Eu faço uma caminhada de inspeção. Já existem três avenidas livres de toras e pragas. Só que o solo mais se parece com um campo recém tombado. Nunca passou nenhum veículo por essas avenidas, profundos buracos comprovam os passos dificultosos de alguns cavalos ou jegues. Do alto de uma colina o olhar se perde até o horizonte, mata até onde a vista alcança; uma colina após a outra. Qual será daqui a alguns anos? A civilização está chegando com incrível rapidez. Onde há dez anos existia a floresta hoje já existem cidades de dez a trinta mil habitantes. Aqui estamos morando numa solitária casa de madeira, onde temos que buscar a água, o leite e o pão a dois quilômetros de distância. Os únicos alimentos são arroz, feijão e jabá. A chuva e o vento têm livre acesso pelos buracos do telhado e das paredes de madeira. As baratas moram nas frestas, os grilos cantam em coro a noite toda e estão devorando as nossas roupas, e os ratos fazem a festa nas vigas do telhado. A casa é construída sobre pilares como os armazéns do Estado de Wallis na Suíça. Na frente da entrada vários tocos de diversas alturas constituem a escada. Uma vida primitiva, de algumas pessoas em um território destinado a ser uma cidade.

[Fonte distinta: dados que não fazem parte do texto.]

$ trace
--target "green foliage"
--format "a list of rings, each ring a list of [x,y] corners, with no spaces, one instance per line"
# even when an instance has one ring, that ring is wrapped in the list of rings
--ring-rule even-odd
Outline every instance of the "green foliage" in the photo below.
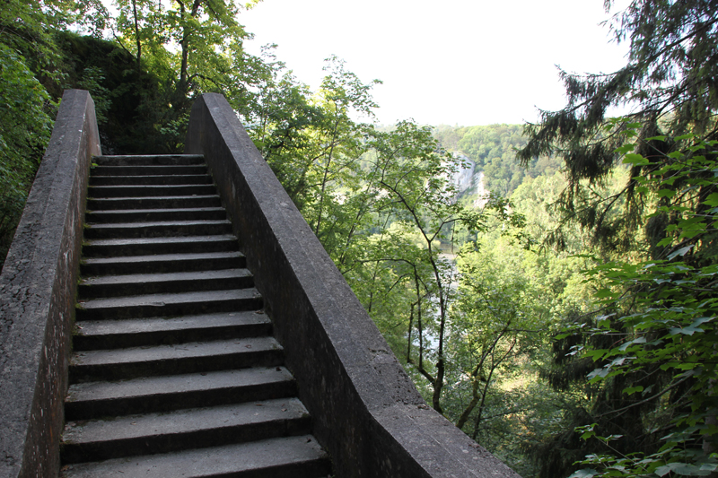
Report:
[[[637,178],[658,201],[667,196],[661,192],[683,185],[681,201],[663,201],[653,214],[675,216],[659,244],[671,252],[666,259],[611,261],[591,269],[589,280],[600,284],[598,305],[609,313],[571,332],[612,337],[605,348],[574,348],[579,358],[599,365],[588,374],[589,384],[604,388],[623,384],[623,406],[612,406],[600,418],[615,422],[637,413],[643,433],[655,435],[653,447],[626,449],[620,443],[625,437],[602,439],[594,424],[582,438],[605,448],[583,460],[594,466],[591,476],[708,475],[718,469],[712,455],[718,435],[714,324],[718,265],[701,260],[713,257],[718,225],[718,194],[713,192],[718,158],[712,151],[717,142],[696,141],[694,135],[681,139],[695,143],[678,154],[648,160],[660,166],[656,174]],[[645,158],[630,153],[626,161],[643,163]]]
[[[451,127],[440,126],[433,135],[444,148],[466,154],[484,172],[484,187],[503,196],[525,180],[553,175],[559,169],[557,160],[541,156],[527,166],[516,161],[516,151],[526,145],[528,138],[520,125]],[[476,174],[476,173],[475,173]],[[468,194],[476,193],[469,190]]]

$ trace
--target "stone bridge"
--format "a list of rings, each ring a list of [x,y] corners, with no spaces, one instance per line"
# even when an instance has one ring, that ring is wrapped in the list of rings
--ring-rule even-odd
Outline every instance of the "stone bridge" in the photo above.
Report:
[[[424,402],[223,96],[185,152],[102,156],[63,96],[0,277],[0,476],[518,478]]]

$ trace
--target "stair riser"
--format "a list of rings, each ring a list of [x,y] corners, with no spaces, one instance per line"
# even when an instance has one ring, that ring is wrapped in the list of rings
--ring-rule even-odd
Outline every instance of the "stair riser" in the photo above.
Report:
[[[212,184],[207,174],[186,174],[177,176],[92,176],[90,186],[142,186],[142,185],[180,185]]]
[[[75,309],[76,320],[103,320],[107,318],[145,318],[153,317],[179,317],[209,312],[241,312],[262,309],[261,297],[256,299],[231,299],[181,304],[142,305],[108,307],[85,309]]]
[[[136,239],[161,238],[178,236],[215,236],[231,234],[232,225],[229,222],[197,222],[193,224],[153,224],[134,227],[102,227],[90,225],[84,230],[84,239]]]
[[[220,277],[216,279],[171,281],[165,282],[139,282],[78,286],[83,299],[99,297],[125,297],[141,294],[180,293],[198,291],[222,291],[254,287],[254,277]]]
[[[205,164],[205,158],[199,154],[160,154],[133,156],[98,156],[93,158],[98,166],[178,166],[188,164]]]
[[[263,350],[240,352],[206,357],[165,359],[131,363],[108,365],[70,365],[70,384],[97,380],[125,380],[138,377],[210,372],[244,369],[247,367],[275,367],[284,361],[284,352]]]
[[[248,338],[269,335],[270,324],[227,326],[217,327],[188,328],[184,330],[141,332],[136,334],[114,334],[109,335],[74,335],[73,349],[77,352],[110,350],[125,347],[144,347],[181,343],[197,341],[206,342],[228,338]]]
[[[151,222],[154,221],[222,221],[227,219],[223,209],[180,209],[178,211],[128,211],[111,213],[91,211],[85,215],[88,224],[118,222]]]
[[[232,239],[169,244],[127,244],[121,246],[86,244],[83,246],[83,255],[85,257],[118,257],[150,254],[200,254],[202,252],[232,252],[234,250],[237,250],[237,241]]]
[[[206,250],[206,249],[203,249]],[[220,271],[247,267],[245,257],[186,259],[180,261],[117,262],[111,264],[81,264],[80,274],[91,275],[122,275],[172,272]]]
[[[214,185],[180,186],[91,186],[88,196],[98,197],[153,197],[165,196],[209,196],[216,194]],[[91,208],[92,209],[92,208]]]
[[[297,394],[293,380],[271,382],[248,387],[193,390],[150,396],[114,398],[83,402],[66,402],[66,421],[92,420],[104,416],[124,416],[137,413],[171,412],[183,408],[197,408],[243,402],[287,398]]]
[[[139,455],[170,453],[186,449],[217,447],[230,443],[244,443],[278,437],[304,435],[310,432],[309,417],[294,420],[276,420],[260,423],[203,430],[189,433],[175,433],[131,439],[118,439],[102,443],[63,446],[63,464],[109,460]]]
[[[88,211],[116,211],[118,209],[173,209],[192,207],[221,207],[219,196],[205,195],[198,197],[141,197],[136,199],[106,198],[87,200]]]
[[[206,174],[207,167],[196,165],[166,166],[95,166],[90,170],[90,177],[100,176],[189,176]]]

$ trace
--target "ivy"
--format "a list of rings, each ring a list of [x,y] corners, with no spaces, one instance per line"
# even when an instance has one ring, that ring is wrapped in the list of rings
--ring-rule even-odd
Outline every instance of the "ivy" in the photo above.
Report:
[[[588,271],[587,282],[598,289],[596,305],[622,312],[588,329],[576,324],[562,335],[614,337],[612,347],[580,352],[598,365],[588,374],[589,383],[632,378],[633,383],[622,390],[627,404],[607,413],[617,419],[650,404],[644,420],[653,420],[668,432],[662,433],[655,453],[621,454],[611,445],[620,437],[599,435],[595,423],[577,428],[582,439],[600,440],[611,453],[588,455],[581,462],[586,467],[571,478],[707,476],[718,470],[714,445],[718,439],[718,265],[705,259],[712,253],[718,223],[714,207],[718,158],[713,151],[718,142],[695,135],[671,141],[687,145],[651,160],[626,152],[624,161],[654,166],[654,174],[635,179],[653,192],[651,200],[663,204],[649,219],[659,214],[673,218],[661,241],[670,252],[665,259],[613,260]],[[664,422],[655,420],[659,415]]]

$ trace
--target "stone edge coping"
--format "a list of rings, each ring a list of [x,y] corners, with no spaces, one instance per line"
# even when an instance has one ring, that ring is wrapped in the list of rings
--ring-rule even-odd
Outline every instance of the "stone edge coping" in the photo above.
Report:
[[[195,101],[185,152],[206,156],[337,476],[520,478],[422,399],[223,96]]]
[[[57,476],[94,103],[66,91],[0,275],[0,476]]]

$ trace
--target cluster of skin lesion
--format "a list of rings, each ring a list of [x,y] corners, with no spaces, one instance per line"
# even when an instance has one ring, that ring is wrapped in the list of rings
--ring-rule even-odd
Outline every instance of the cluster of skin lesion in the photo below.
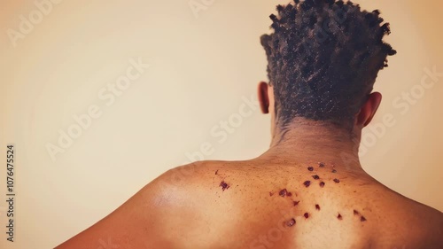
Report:
[[[326,167],[325,163],[323,163],[323,162],[318,163],[317,169],[327,169],[327,168],[328,167]],[[315,168],[312,166],[307,167],[307,169],[308,172],[314,172],[315,170]],[[330,170],[332,174],[338,173],[338,171],[334,168],[334,165],[331,165]],[[219,175],[218,170],[215,171],[215,175]],[[312,180],[309,179],[309,180],[306,180],[305,182],[303,182],[303,185],[306,188],[309,188],[311,185],[315,184],[317,183],[318,183],[318,185],[320,186],[320,188],[322,188],[322,189],[326,186],[326,183],[318,175],[310,175],[310,178],[312,178]],[[335,184],[340,183],[340,180],[338,178],[334,178],[331,180],[331,182],[333,182]],[[230,185],[223,180],[220,183],[219,187],[221,187],[222,190],[224,191],[228,190],[230,187]],[[269,191],[269,196],[272,197],[276,192],[278,192],[278,196],[280,196],[282,198],[291,198],[293,196],[292,192],[289,191],[287,189],[282,189],[278,191]],[[295,196],[297,196],[297,194],[295,194]],[[299,206],[299,203],[300,203],[300,200],[292,199],[293,206]],[[315,204],[315,210],[318,212],[320,212],[322,209],[319,204]],[[357,211],[355,209],[354,210],[354,215],[359,217],[359,219],[361,222],[364,222],[367,221],[366,218],[361,214],[360,214],[359,211]],[[303,217],[305,217],[306,220],[307,220],[309,218],[309,216],[310,216],[310,214],[307,212],[304,213],[304,214],[303,214]],[[338,213],[337,219],[338,221],[343,221],[344,217],[340,213]],[[291,218],[288,221],[284,222],[284,225],[287,227],[293,227],[296,223],[297,223],[297,222],[296,222],[295,218]]]
[[[321,168],[326,169],[326,164],[324,164],[323,162],[319,162],[317,169],[321,169]],[[314,172],[315,170],[315,168],[312,166],[307,167],[307,169],[308,172]],[[334,168],[334,165],[331,165],[330,172],[332,174],[338,173],[337,169]],[[315,184],[317,183],[318,183],[318,185],[320,186],[320,188],[324,188],[326,186],[326,183],[318,175],[311,175],[310,176],[311,176],[312,180],[309,179],[309,180],[306,180],[305,182],[303,182],[303,185],[306,188],[309,188],[310,186],[312,186],[313,184]],[[340,180],[338,178],[333,178],[331,180],[331,182],[333,182],[335,184],[340,183]],[[286,189],[281,190],[280,191],[278,191],[278,194],[279,194],[279,196],[284,197],[284,198],[292,196],[292,193],[291,191],[288,191]],[[274,195],[274,192],[270,191],[269,196],[273,196],[273,195]],[[292,199],[292,204],[294,206],[299,206],[299,203],[300,203],[300,200],[293,200]],[[320,206],[319,204],[315,204],[315,210],[318,212],[320,212],[322,209],[322,207]],[[303,217],[305,217],[305,219],[307,220],[307,219],[309,219],[310,215],[311,214],[309,213],[306,212],[306,213],[304,213]],[[361,222],[364,222],[367,221],[366,218],[363,215],[361,215],[360,214],[360,212],[357,210],[354,210],[354,215],[358,216]],[[344,217],[340,213],[338,213],[337,219],[338,221],[343,221]],[[284,225],[286,225],[288,227],[292,227],[295,224],[296,224],[295,218],[291,218],[284,222]]]

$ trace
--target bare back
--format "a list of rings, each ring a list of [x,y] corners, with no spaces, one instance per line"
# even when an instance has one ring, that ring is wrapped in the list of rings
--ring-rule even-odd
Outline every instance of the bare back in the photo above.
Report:
[[[125,234],[108,229],[125,248],[443,248],[440,212],[367,175],[318,163],[206,161],[175,168],[96,230],[113,224],[127,228]]]

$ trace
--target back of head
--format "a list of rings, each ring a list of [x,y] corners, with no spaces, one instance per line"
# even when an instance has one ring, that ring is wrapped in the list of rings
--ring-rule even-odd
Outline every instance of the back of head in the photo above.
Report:
[[[277,12],[274,33],[260,39],[277,123],[304,117],[349,127],[396,53],[383,42],[389,23],[350,1],[295,0]]]

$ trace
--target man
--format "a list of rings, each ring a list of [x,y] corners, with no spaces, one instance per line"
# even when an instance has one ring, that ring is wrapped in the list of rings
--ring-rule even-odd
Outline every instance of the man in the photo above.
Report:
[[[442,213],[359,162],[382,98],[374,82],[396,53],[383,42],[389,25],[350,2],[277,11],[261,37],[270,82],[259,84],[270,148],[172,169],[58,248],[443,248]]]

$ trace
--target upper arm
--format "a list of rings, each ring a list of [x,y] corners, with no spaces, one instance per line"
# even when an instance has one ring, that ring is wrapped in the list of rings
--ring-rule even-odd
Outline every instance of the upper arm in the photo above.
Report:
[[[178,167],[163,174],[112,214],[56,247],[57,249],[168,248],[171,219],[179,223],[176,205],[185,203],[183,189],[191,169]],[[182,190],[182,191],[181,191]],[[180,193],[179,193],[180,192]],[[182,216],[183,217],[183,216]]]

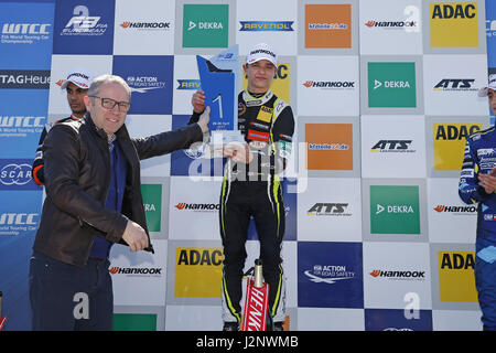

Ao deixar a floresta depois de três semanas, o terreno está cheio de tocos indicando com nomes as direções de futuras ruas, que fazem imaginar o lugar da ferrovia, da estação e do campo de aviação. No morro onde futuramente se erguerá a igreja, em poucos dias foi montada uma capela de madeira e um padre veio de muito longe para abençoar a futura cidade.

Lucélia, grande preocupação e grande esperança de poucos, será que concretizarás as espectativas a ti atribuídas? Temos toda razão de acreditar que sim. O que vi era uma cidade na idade recém nascida, que crescerá e, em poucos anos, casas, ruas, estabelecimentos de todo tipo serão testemunhas do árduo trabalho de seus moradores. Lucélia até já. (Colaboração de: Ivanilda Angelina Mazzer e Ordália Campos)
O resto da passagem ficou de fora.